Traditional Christian hymn

"Oil in My Lamp", also known as "Give Me Oil in My Lamp" and "Sing Hosanna", is a Christian hymn based on the Parable of the Ten Virgins. The song has been recorded many times and was a hit in Jamaica in 1964 for Eric "Monty" Morris, as well as appearing on The Byrds' 1969 album Ballad of Easy Rider, and also as a single (on the B side of Ballad of Easy Rider, Columbia 44990).

== Lyrics ==

Verse:
Give me oil in my lamp,
Keep me burning,
Give me oil in my lamp, I pray!
Give me oil in my lamp,
Keep me burning,
Keep me burning
Till the break of day.

Chorus:
Sing hosanna!

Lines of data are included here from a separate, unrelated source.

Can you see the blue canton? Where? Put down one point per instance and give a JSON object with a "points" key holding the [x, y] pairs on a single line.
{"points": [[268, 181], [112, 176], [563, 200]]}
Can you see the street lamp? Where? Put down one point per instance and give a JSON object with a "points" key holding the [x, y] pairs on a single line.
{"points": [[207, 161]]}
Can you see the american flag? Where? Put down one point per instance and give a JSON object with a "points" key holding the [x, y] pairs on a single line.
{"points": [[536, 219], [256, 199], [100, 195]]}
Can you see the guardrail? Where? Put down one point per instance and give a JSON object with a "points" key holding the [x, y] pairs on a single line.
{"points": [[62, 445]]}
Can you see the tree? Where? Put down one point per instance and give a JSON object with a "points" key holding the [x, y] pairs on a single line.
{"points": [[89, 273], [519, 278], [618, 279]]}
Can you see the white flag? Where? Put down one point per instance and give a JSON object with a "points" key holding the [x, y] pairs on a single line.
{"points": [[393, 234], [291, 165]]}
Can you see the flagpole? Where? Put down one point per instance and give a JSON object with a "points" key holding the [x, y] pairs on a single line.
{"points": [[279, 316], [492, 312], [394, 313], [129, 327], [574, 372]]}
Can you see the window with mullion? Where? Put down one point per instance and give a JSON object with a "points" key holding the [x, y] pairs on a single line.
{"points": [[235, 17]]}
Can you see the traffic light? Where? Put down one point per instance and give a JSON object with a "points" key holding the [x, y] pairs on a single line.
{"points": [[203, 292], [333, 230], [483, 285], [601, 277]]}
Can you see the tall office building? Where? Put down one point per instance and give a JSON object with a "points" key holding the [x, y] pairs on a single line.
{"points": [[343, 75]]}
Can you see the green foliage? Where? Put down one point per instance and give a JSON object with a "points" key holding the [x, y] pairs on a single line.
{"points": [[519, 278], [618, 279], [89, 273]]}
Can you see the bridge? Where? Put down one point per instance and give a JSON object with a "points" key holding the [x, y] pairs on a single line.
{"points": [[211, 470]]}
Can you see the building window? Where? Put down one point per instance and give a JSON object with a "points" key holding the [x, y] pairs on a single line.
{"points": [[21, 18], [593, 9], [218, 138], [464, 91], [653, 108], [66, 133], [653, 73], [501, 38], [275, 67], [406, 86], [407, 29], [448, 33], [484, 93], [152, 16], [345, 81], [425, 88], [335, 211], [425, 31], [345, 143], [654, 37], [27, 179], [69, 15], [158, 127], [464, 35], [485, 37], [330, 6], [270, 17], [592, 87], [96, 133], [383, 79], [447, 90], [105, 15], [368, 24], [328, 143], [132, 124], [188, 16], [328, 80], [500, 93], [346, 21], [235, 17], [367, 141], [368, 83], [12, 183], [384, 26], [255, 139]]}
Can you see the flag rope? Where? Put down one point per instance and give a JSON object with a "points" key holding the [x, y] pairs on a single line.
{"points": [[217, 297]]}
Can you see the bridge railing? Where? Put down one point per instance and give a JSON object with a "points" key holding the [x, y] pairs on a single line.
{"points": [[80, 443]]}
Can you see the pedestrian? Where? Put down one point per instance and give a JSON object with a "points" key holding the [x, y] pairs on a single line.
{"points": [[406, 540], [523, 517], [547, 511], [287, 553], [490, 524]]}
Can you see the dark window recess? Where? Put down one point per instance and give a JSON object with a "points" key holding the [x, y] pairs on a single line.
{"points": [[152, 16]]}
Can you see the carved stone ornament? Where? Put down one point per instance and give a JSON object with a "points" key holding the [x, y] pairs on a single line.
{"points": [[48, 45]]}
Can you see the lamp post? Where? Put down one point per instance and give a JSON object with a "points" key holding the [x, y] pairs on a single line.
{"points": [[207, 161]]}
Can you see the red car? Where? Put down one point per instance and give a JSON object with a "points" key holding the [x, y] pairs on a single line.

Sing hosanna!
Sing hosanna to the King of kings!
Sing hosanna! Sing hosanna!
Sing hosanna to the King!

The song is sung in verse-chorus format; subsequent verses replace "oil in my lamp" with a different request, with the verb "burning" replaced with an appropriate verb for the request. Thus the second verse runs: "Give me joy in my heart, Keep me singing, Give me joy in my heart, I pray (etc.)", continuing with a third verse beginning "Give me peace in my heart, Keep me resting" and so on.

== Cultural references ==
=== Football ===
The melody has been used in football chants in the United Kingdom. For example, fans both of Rangers and of the England national team have chanted "No surrender to the IRA" to it.